Searching Using String Queries

This chapter describes how to perform searches using simple string queries with Search API. This chapter includes the following sections:

This chapter provides background, design patterns, and examples of using string queries. For the function signatures and descriptions, see the Search documentation under XQuery Library Modules in the MarkLogic XQuery and XSLT Function Reference.

String Query Overview

A string query is a plain text search string composed of terms, phrases, and operators that can be easily composed by end users typing into an application search box. For example, cat AND dog is a string query for finding documents that contain both the term cat and the term dog.
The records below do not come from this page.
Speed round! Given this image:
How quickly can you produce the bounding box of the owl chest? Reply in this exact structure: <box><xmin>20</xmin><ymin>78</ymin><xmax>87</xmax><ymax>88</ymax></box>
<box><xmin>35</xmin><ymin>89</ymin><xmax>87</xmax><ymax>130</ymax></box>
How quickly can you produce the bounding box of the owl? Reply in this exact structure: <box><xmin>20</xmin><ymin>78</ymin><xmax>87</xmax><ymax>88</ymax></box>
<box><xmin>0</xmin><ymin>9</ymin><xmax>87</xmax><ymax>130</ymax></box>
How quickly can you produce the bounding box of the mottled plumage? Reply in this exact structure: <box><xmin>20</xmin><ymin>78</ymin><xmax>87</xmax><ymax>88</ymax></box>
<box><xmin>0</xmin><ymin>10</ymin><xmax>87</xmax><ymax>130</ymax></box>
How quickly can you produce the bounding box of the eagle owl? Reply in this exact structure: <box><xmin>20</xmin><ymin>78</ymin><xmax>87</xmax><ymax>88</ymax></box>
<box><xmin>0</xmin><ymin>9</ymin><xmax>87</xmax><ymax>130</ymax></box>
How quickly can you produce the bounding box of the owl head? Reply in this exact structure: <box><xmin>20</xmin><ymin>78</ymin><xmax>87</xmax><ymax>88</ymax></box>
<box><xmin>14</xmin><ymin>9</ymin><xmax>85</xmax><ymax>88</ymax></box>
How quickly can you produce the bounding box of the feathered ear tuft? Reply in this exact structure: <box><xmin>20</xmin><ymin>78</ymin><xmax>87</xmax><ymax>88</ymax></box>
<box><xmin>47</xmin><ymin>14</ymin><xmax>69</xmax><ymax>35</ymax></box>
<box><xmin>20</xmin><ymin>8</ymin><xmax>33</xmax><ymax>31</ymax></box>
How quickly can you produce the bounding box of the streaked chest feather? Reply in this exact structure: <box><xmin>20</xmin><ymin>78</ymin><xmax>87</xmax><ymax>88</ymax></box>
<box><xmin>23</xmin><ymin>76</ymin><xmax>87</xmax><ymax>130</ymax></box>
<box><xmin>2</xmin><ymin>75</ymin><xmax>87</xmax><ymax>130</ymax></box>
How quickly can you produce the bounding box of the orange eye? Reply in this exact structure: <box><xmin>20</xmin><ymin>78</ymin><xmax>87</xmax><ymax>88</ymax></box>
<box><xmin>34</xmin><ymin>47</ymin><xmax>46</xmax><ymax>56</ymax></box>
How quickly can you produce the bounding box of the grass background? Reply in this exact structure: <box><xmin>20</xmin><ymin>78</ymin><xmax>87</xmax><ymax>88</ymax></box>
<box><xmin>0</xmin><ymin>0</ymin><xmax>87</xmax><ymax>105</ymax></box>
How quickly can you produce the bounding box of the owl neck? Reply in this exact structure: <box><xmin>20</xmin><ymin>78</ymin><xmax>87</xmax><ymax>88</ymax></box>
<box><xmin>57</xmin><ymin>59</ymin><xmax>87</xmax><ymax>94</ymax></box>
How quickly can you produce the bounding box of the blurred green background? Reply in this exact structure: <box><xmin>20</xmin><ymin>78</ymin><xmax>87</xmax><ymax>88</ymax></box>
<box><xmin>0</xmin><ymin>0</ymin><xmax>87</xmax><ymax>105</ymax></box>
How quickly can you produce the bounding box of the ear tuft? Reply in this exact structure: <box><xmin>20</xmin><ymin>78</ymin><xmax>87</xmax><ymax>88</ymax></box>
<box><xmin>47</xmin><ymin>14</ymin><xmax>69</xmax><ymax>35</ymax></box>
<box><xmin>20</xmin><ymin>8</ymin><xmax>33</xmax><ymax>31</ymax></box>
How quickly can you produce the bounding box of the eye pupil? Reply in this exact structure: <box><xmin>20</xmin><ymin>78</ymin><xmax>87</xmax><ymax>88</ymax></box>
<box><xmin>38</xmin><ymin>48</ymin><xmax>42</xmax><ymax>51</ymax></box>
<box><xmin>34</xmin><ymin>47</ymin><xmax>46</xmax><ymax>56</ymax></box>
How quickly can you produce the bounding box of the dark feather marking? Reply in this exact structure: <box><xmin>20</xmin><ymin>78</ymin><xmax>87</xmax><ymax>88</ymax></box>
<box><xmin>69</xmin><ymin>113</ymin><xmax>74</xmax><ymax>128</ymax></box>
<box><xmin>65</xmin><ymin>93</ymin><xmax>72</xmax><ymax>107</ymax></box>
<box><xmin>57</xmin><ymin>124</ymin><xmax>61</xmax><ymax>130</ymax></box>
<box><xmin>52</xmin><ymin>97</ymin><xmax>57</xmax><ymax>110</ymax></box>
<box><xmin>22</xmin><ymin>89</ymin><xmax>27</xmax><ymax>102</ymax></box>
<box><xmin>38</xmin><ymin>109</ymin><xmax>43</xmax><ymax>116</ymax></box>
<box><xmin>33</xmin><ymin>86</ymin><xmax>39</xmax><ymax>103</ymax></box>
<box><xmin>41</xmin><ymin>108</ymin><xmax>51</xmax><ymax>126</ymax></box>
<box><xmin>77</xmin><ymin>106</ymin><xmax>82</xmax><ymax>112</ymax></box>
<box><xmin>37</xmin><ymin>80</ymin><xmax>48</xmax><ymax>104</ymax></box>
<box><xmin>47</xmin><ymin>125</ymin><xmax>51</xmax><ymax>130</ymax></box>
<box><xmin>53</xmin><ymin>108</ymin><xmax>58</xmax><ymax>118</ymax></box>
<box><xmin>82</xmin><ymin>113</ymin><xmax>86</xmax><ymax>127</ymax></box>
For historical reasons, MarkLogic supports two similar string query grammars. The XQuery Search API, and the REST, Java, and Node.js Client APIs support the grammar discussed in this chapter. The XQuery cts:parse function, the Javascript cts.parse function, and the Javascript jsearch API support a similar grammar; for details, see Creating a Query From Search Text With cts:parse. The two grammars share the same basic set of operators, but differ in how you define constraints and the degree of customizability.

The syntax of a string query is determined by a configurable grammar. A powerful default grammar is pre-defined. You can modify or extend the grammar through the grammar search option. For details, see The Default String Query Grammar.
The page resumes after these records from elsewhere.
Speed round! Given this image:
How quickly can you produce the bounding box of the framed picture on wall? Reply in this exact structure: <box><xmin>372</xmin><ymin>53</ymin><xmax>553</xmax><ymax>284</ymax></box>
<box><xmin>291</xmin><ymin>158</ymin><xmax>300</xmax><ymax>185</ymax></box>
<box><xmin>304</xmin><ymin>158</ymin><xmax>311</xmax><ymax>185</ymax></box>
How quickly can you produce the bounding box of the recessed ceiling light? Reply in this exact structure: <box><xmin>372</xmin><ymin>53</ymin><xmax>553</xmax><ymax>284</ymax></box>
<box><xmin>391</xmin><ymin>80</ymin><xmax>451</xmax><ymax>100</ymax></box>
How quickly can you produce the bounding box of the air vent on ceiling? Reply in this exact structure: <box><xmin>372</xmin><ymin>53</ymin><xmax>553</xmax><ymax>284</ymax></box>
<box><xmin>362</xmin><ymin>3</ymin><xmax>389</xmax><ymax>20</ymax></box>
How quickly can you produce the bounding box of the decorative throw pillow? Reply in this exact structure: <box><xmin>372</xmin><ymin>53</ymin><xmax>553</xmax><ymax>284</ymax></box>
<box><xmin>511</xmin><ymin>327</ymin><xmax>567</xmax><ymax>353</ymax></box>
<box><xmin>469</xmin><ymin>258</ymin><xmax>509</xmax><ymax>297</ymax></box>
The default grammar provides a robust ability to generate complex queries. The following are some examples of queries that use the default grammar:

  • (cat OR dog) NEAR vet

    at least one of the terms cat or dog within 10 terms (the default distance for cts:near-query) of the word vet

  • dog NEAR/30 vet

    the word dog within 30 terms of the word vet

  • cat -dog

the word cat where there is no word dog.

You can use string queries to search contents and metadata with the following MarkLogic Server APIs:

The Default String Query Grammar

The Search API has a built-in default grammar for interpreting string querys such as cat AND dog. The default grammar enables you to write applications that perform complex queries against a database based on simple search strings.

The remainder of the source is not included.